Chicago police tortured black residents of the Southside for decades and covered it up. They continue to shoot dead the city’s black residents and hinder investigations into those shootings. Increasing police contact with the city’s residents of color without addressing these problems hardly seems like the best use of city resources.
What’s more, the algorithm being used by the police department is key, but it’s shrouded in secrecy. The people marked for custom notifications haven’t ever necessarily committed any crime themselves, much less a violent crime. Instead, the algorithm looks at factors such as “arrests, warrants, parole status, weapons and drug-related charges, acquaintances’ records, having been a victim of a shooting or having known a victim, prison records, open court cases, and victims’ social networks.” Police denied a public records request for the algorithm itself, foreshadowing another major problem with smart cities: algorithms make decisions that intimately affect people’s daily lives, but are completely opaque.
What isn’t opaque is that bias cannot be escaped simply by digitizing it.
Should we give up?
Making cities more livable, sustainable, and workable is clearly a laudable goal. But residing in a surveillance state run by biased algorithms is hardly livable. If smart cities are built without the goal of ensuring basic human rights, they will instead worsen quality of life for many.
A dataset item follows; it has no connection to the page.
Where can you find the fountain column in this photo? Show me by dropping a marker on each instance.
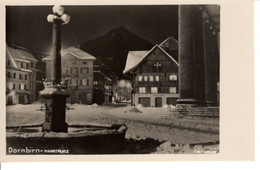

Fortunately, there are other ways to improve urban environments, even within the smart cities framework. For example, “citizen co-creation” of better cities can be “grounded more in issues of equity and social inclusion.” Medellín, Colombia, has been a leader in this area. The city ‘s “favelas were reintegrated into the city not with smartphones but with publicly funded sports facilities and a cable car connecting them to the city.” The city also took on projects like enhancing infrastructure and “conduct[ing] workshops in low-income communities to provide access to free Wi-Fi and improve digital literacy.” That focus on the most under-served, along with the ability to see that technology isn’t always the best answer, have made Medellín successful.
It’s easy to look for a technological cure for the world’s most pressing problems. But in the case of livability in cities, we should learn to walk before we run. That means ensuring our cities have a baseline level of human rights for all.